The 1938 party, staged at the city’s Saltire House, was a cheerful affair. The official programme was written entirely in broad Scots, too: “Wi’ sang’ an’ clatter an’ a cotholok o’ ploys, pliskies an’ a geggie’ an a’,” it said of the festivities to come, and added that the guisers “merched roon’ the lecture ha’ and showed aff their cantrips and camperlecks”, sadly unaware that future generations would have to consult Google to find out what at least some of the words meant. The programme was written by John A Bone, brother of Sir Muirhead Bone, the noted artist.
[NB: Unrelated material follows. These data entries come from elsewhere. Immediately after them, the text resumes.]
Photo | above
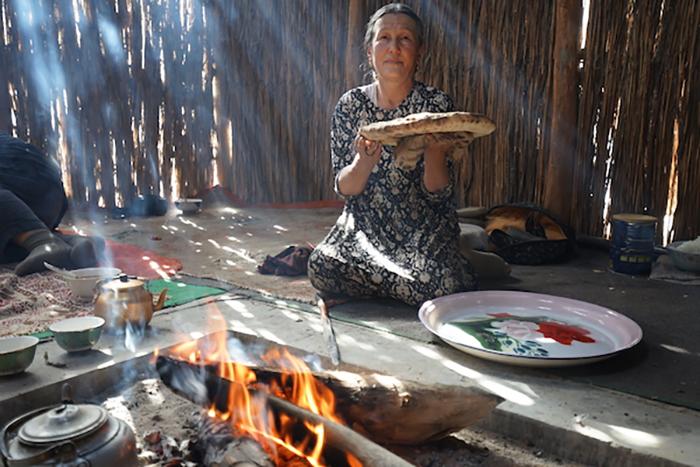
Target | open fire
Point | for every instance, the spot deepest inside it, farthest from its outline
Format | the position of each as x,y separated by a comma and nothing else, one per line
247,409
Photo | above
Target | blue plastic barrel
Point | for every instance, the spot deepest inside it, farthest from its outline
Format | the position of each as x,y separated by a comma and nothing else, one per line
632,249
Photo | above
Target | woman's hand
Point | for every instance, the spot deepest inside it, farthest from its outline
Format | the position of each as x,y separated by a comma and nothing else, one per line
369,151
435,175
353,178
436,147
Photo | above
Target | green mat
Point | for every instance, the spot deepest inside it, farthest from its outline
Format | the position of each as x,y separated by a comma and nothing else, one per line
179,292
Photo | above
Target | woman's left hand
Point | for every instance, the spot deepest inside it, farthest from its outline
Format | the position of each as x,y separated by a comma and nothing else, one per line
435,176
435,146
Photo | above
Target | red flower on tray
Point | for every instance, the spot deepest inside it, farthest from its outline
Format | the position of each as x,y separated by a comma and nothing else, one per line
563,333
501,315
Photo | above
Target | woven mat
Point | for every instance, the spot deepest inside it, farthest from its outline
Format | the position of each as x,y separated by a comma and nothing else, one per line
664,270
31,303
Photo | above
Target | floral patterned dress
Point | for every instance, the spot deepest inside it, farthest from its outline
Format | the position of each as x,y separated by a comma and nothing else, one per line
395,239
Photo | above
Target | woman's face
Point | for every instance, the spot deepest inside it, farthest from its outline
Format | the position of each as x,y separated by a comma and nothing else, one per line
394,50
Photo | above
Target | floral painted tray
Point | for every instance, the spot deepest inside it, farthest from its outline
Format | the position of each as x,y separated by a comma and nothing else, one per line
529,329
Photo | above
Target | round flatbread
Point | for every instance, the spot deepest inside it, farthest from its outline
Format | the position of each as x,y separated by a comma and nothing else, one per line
391,131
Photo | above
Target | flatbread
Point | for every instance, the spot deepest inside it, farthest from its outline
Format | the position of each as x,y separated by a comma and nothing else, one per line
390,132
410,149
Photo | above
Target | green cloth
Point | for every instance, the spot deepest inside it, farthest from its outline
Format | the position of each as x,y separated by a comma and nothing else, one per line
179,292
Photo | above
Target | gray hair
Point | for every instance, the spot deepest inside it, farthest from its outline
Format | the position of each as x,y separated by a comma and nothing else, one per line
391,8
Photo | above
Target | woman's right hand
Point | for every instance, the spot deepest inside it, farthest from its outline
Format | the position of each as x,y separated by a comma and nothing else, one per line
369,151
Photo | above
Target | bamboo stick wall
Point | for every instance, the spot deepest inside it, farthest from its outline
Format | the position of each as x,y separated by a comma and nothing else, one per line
174,96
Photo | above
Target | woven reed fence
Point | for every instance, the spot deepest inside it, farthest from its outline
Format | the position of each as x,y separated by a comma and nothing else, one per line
174,96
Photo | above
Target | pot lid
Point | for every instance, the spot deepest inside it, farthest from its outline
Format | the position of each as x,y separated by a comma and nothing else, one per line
123,282
62,423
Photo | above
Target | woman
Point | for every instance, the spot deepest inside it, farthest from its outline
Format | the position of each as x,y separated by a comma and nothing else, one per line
398,235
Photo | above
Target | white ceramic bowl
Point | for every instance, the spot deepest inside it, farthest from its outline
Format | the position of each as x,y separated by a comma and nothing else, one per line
683,260
16,354
77,334
83,282
188,205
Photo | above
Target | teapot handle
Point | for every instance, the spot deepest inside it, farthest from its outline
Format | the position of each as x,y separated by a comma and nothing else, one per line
161,300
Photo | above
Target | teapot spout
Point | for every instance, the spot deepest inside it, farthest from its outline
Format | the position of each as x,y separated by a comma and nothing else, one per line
161,300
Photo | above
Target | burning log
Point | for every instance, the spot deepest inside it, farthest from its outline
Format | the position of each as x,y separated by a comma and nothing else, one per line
371,404
217,445
203,386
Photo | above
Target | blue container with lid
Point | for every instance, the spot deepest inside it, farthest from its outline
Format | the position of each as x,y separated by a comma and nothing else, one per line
632,249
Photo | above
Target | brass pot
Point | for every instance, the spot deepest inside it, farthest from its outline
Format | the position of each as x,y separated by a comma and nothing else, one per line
126,300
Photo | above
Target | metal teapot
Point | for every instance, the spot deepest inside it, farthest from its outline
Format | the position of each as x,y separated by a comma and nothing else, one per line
71,435
125,300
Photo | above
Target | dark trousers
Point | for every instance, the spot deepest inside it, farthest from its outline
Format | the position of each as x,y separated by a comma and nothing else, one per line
31,194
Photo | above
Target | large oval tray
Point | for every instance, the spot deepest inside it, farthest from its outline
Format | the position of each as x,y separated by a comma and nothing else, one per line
529,329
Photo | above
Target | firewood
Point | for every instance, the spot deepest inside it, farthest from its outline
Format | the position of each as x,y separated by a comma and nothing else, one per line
217,445
385,409
174,373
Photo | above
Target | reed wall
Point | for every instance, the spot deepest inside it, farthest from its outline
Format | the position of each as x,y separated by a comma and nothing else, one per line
174,96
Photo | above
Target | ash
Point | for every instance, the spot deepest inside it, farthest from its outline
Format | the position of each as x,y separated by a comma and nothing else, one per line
166,427
163,422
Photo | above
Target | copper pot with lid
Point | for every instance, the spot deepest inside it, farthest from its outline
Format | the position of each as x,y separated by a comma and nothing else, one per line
68,434
125,300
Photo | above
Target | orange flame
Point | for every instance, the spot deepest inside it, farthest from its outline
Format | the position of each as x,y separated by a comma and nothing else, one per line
249,414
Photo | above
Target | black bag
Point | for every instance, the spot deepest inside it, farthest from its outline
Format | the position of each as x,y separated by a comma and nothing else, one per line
528,234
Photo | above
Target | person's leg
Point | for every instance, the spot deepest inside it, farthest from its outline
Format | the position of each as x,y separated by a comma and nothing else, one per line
23,228
85,251
334,277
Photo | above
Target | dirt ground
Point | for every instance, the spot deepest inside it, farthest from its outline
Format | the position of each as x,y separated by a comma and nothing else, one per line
164,423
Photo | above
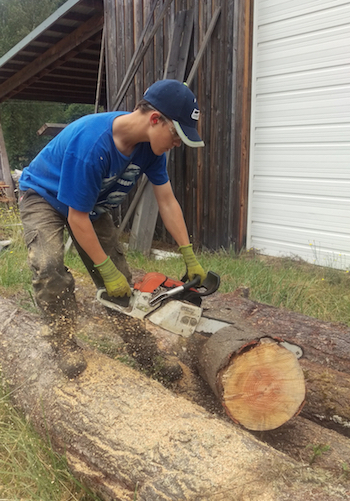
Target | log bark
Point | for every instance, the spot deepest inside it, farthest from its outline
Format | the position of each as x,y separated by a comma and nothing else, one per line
326,353
123,432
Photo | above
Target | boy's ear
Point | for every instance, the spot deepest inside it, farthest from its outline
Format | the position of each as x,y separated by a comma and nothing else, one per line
154,118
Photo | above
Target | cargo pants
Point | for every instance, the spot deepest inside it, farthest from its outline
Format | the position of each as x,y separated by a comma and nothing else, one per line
53,283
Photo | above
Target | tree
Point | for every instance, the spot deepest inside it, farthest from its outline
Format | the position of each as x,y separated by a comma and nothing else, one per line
22,119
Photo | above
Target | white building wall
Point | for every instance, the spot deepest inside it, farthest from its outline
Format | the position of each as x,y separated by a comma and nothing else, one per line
299,191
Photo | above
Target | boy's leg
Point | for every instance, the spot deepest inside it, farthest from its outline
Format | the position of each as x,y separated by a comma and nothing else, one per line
107,235
43,229
53,284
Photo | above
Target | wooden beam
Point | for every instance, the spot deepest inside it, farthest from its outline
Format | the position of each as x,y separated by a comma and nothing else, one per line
51,56
5,167
132,70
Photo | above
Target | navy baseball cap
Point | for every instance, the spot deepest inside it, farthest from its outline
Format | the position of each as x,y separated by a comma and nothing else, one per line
177,102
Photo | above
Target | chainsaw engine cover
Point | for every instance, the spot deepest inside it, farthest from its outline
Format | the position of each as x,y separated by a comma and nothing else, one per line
177,317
The women’s fancy-dress contest was won by a Red Indian squaw, complete with papoose. Second prize went to Walt Disney’s Dopey (or a replica thereof). After the contest, “the whole clamjamfry scaled doonstairs, where there were champit tatties, dooking for apples, and the bowls of destiny”, and a a play and a concert. One attraction offered what the paper described as “illuminating peeps into the future ... accomplished in a dim light over kail stems and with the assistance of a small boy hidden away in a cupboard.”